Авто вскоре уже оказалось на Вознесенском: шофер время от времени сжимал грушу клаксона, и зазевавшиеся извозчики уступали дорогу ненавистному для них железному коню. Тот перелетел через Садовую, промчался мимо длинного фасада Александровского рынка, минуя ряд букинистов, с достоинством стоявших возле книжных развалов под крытой галереей на чугунных столбах. Вот позади осталась Фонтанка, среди облаков проплыли огромные звездно-голубые купола Измайловского собора. Здесь шофер немного притормозил, снял шлем и, крестясь, объяснил барышне:

- Моего полка Собор во имя Живоначальной Троицы. Говорят, немного меньше Исакия! Десять лет службы, мадемуазель, а память - болезнь неизлечимая.

"Почему болезнь?" - искренне удивилась Ксения, которой недавно исполнился двадцать один год. Возле моста через Обводный уже она сама остановила взгляд на иконе Преподобного Серафима в большом памятном киоте. Ксения знала, что на этом месте социалист убил бомбой министра внутренних дел Плеве: "Так чудовищно нелепо! За какую-то безумную и абстрактную идею - "спасенье народа". От чего и кого спас? Настоящее язычество с кровавыми жертвоприношениями!" Вдруг она осознала, что через какие-то полчаса поезд умчит ее за границу, далеко от Родины, и кто знает - может, и она станет жертвой такой же нелепой выходки заблудшей души. Ксении стало тоскливо, она вдруг подумала, что не знает ни водителя, ни того, кто позаботился о ней, и громко, пытаясь перекричать ревущий мотор, спросила шофера:

- А чей это автомобиль? Кто вас послал? Ведь я не заказывала авто.

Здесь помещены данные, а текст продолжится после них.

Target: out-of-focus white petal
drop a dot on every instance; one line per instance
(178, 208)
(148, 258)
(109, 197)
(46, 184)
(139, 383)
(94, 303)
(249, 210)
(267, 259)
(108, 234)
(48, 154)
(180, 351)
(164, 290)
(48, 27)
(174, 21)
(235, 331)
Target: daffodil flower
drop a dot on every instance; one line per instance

Тот загадочно улыбнулся и тоже прокричал в ответ:

- Это мадемуазель, не моя тайна. Я службу свою исполняю. Давайте-ка поторопимся, время не ждет. И не стоит волноваться, ей-Богу.

Прибыв на место, задержались еще у часовни, устроенной в нише вокзальной стены: Ксения перекрестилась и опустила голову, шофер учтиво отвернулся в сторону…

Когда поезд тронулся, балерина уже заняла места в bénéluxe, пользуясь как прима правом на покой в отдельном купе, села к окну (где любила проводить большую часть путешествий) и стала всматриваться в лица. По перрону бежали провожающие: дамы в изящных шляпках, мужчины в строгих пальто и котелках. Они махали руками и что-то кричали, но слов не было слышно. Едва доносились звуки бравурного марша, заглушаемые пронзительным гудком паровоза. Столица медленно удалялась, погружаясь в туман. Вдруг сердце девушки тревожно забилось и необычное волнение охватило ее, будто предчувствие чего-то неведомого объяло все ее существо. Но когда перед глазами открылись плывущие поля, природа родная, Ксения вслушалась в мерный перестук колес и успокоилась, почувствовав тихую радость дальнего пути. Она любила это состояние размышления, воспоминаний - лирикофилософское отступление в ее трудном режиме дня и ночи, паузу между жизненными событиями, которые порой шли одно за другим, не давая опомниться, передохнуть или обдумать прожитое. Эта пауза всегда ассоциировалась у нее с любимым адажио из Второго концерта Рахманинова, настраивающим на молчание души, когда все лишнее отходит и суета, как шелуха осыпается, отпадает…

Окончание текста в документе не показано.